# Peer-to-Peer Anwendung



## thomas235 (19. Nov 2012)

Hallo zusammen,

ich hatte vor Kurzen die Idee einen kleinen Chat zu implementieren, in dem eine Gruppe von Benutzern (alle Benutzer, die dieses Programm besitzen) Nachrichten oder Desktopfotos austauschen können.
Das sollen wohl kaum mehr als 10-20 sein.
Mein Ansatz ist wohl eher primitiv: ich habe ein virtuell vollvermaschtes Netz zwischen den Clients.
Es wird alle paar Sekunden/Minuten die komplette Verbindungsliste eines jeden Clients an jeden mit ihm verbundenen gesendet, sodass neue Clients schnell im Netz integriert sind. Verbindungsabbau funktioniert ohne "Polling".

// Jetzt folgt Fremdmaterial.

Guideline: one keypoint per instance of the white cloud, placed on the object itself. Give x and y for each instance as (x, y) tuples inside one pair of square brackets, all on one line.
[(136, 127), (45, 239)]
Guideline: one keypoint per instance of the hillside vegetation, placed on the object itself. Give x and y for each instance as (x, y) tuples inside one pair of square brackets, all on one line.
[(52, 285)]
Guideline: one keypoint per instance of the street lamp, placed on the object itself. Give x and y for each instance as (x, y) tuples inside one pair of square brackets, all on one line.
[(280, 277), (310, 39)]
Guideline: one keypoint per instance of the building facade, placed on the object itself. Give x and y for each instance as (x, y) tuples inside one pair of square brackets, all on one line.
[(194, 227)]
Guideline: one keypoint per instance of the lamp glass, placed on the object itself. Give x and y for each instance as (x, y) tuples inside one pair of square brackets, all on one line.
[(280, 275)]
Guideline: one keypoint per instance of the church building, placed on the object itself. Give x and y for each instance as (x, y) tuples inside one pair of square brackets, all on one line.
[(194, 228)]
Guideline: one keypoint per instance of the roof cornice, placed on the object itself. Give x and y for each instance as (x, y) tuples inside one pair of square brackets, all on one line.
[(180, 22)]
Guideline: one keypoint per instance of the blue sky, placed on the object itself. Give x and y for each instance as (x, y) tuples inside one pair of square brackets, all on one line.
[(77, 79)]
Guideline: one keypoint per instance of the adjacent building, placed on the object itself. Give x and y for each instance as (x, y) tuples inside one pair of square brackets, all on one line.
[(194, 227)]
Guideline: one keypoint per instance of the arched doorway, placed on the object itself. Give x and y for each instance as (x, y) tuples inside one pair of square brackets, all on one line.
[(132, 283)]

Hat jemand vllt etwas elegantere Ansätze was das Protokoll angeht?
Oder ist mein primitiver Ansatz ausreichend, falls ein paar mehr Benutzer hinzukommen sollen?

gruß thomas235


----------



## nillehammer (19. Nov 2012)

Merke Dir, welche Clients bereits verschickt wurden und sende nur noch das Delta (neu hinzugekommen)


----------



## FArt (20. Nov 2012)

thomas235 hat gesagt.:


> Hat jemand vllt etwas elegantere Ansätze was das Protokoll angeht?



Verwende JGroups oder Apache Mina.


----------